Alemanno piace anche ai gay (ma non ditelo ai fessacchiotti)

Gianni Alemanno foto

Tramite Kipapa, ho scoperto questo post: scritto da un gay.

Mi ha incuriosito, per via del titolo: “Al Gay Pride con Alemanno”.

Vi consiglio di leggerlo. E questo suggerimento lo rivolgo soprattutto a quei fessacchiotti che attaccano – senza un motivo e a priori – Alemanno. Imputandogli qualunque cosa. Innanzitutto il fatto di un essere un fascista.

Poco importa, poi, che lo stesso Alemanno abbia recentemente dichiarato: “Non sono fascista, ex fascista o postfascista“, “Non mi sono mai definito fascista, persino quando ero giovane“.

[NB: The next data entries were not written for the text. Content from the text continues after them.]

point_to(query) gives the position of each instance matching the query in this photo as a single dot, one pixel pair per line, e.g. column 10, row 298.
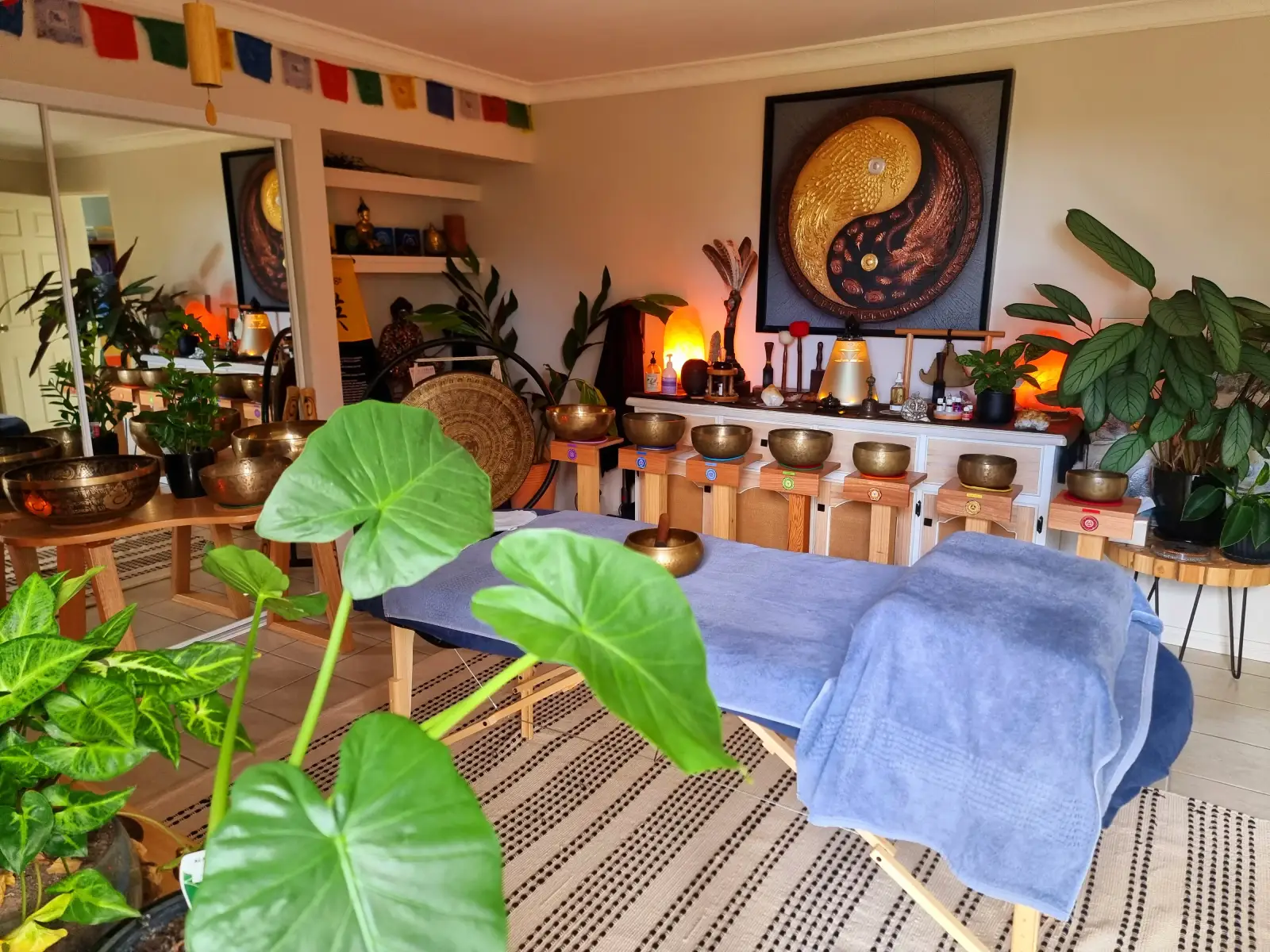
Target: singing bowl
column 83, row 489
column 238, row 482
column 283, row 438
column 800, row 448
column 986, row 471
column 722, row 441
column 579, row 423
column 886, row 460
column 1098, row 486
column 681, row 555
column 657, row 431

I comunisti lo attaccano, e senza un perché. Le persone intelligenti – gay in primis – lo ascoltano, senza “discriminarlo”. E magari lo apprezzano anche:

“Alla fine sembrerebbe quasi che abbia fatto più Alemanno in un paio di settimane che Rutelli e Veltroni in 15, e sicuramente più di quanto avesse promesso durante la campagna elettorale lo stesso Rutelli che si voleva ergere a paladino dei diritti GLBT”.

P.S.: ricordo a tutti che Alemanno è stato votato anche dagli elettori di Rifondazione comunista.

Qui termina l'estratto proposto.